FCA is consulting on its proposals to cap early exit pension charges in line with its new duty, which takes effect on 31 March 2017. FCA’s proposed cap is set at 1% for existing personal pension and stakeholder pension contracts. Where existing contracts have early exit penalties set at less than 1% of the member’s policy value, the proposed cap will prevent these being raised. For new personal and stakeholder pension contracts, FCA proposes a cap of 0% of the policy value. Consultation closes 18 August. (Source: FCA consults on capping early exit pension charges)

 

Bank paying broker fee deprived borrower of disinterested advice

The appellant, Mr Nelmes, had entered into loan and security arrangements with NRAM Plc, then Northern Rock Plc, which the bank later sought to enforce. On appeal, the court found that the relationship between the bank and borrower under the loan agreement was unfair under s.140A of the Consumer Credit Act 1974 (CCA). This was the result of a related undisclosed agreement under which the bank was to pay the borrower’s broker a procuration fee. The court determined that this deprived the borrower of the disinterested advice of his broker and so gave judgment, in favour of the appellant, for the amount of the procuration fee plus interest. (Source: Nelmes v. NRAM Plc – borrower deprived of disinterested advice)

 

Bank not held liable after reference

A gaming club, though an alleged “front” company, asked a bank for a reference as to the creditworthiness of a customer. On receipt by the company of confirmation from the bank that the customer was financially healthy and capable of meeting his business commitments, the gaming club approved a cheque cashing facility for him.  In fact, the customer was in the process of opening an account with the bank in which subsequently there were never any funds. The gaming club claimed the bank owed it a duty of care. On appeal, the judge held the bank could not be liable as it gave the reference to the front company and did not know of its purpose nor of the existence of the gaming club. (Source: Playboy Club London Ltd and Others v.

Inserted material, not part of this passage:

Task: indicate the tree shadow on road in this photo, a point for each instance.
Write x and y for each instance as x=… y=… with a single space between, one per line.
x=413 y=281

Banco Nazionale del Lavoro SpA)

 

Lords appoints financial exclusion committee

A new House of Lords committee will address the problems of financial exclusion. (Source: Lords appoints financial exclusion committee)

 

Treasury publishes AML supervision report

Treasury has published its anti-money laundering (AML) and counter terrorist finance (CTF) supervision report for 2014-2015. The report stresses the importance of preparing properly for the UK’s FATF assessment in 2017-18 as well as for implementation of the fourth Money Laundering Directive (MLD4). The government says it is clear that money laundering obligations should be carried out in an intelligent way that ensures that businesses can grow and are not weighed down by red tape. It reiterates its commitment to the risk-based approach, and says this means not targeting an entire class of customer in a blanket manner and that this includes proportionately applying anti-money laundering measures when dealing with domestic politically exposed persons. The report concludes:

  • there are differences between supervisors in levels of sophistication and understanding of the risk-based approach and therefore to how they apply it in their supervision;
  • there was an increase in both monitoring and enforcement activity across supervisors;
  • supervisors reported proactively reaching out to their communities to improve understanding on practical application of AML and CTF requirements; and
  • there has been a greater level of information sharing, which is good as this had been identified as a deficiency.

(Source: Treasury publishes AML supervision report)

DISCLAIMER: Because of the generality of this update, the information provided herein may not be applicable in all situations and should not be acted upon without specific legal advice based on particular situations.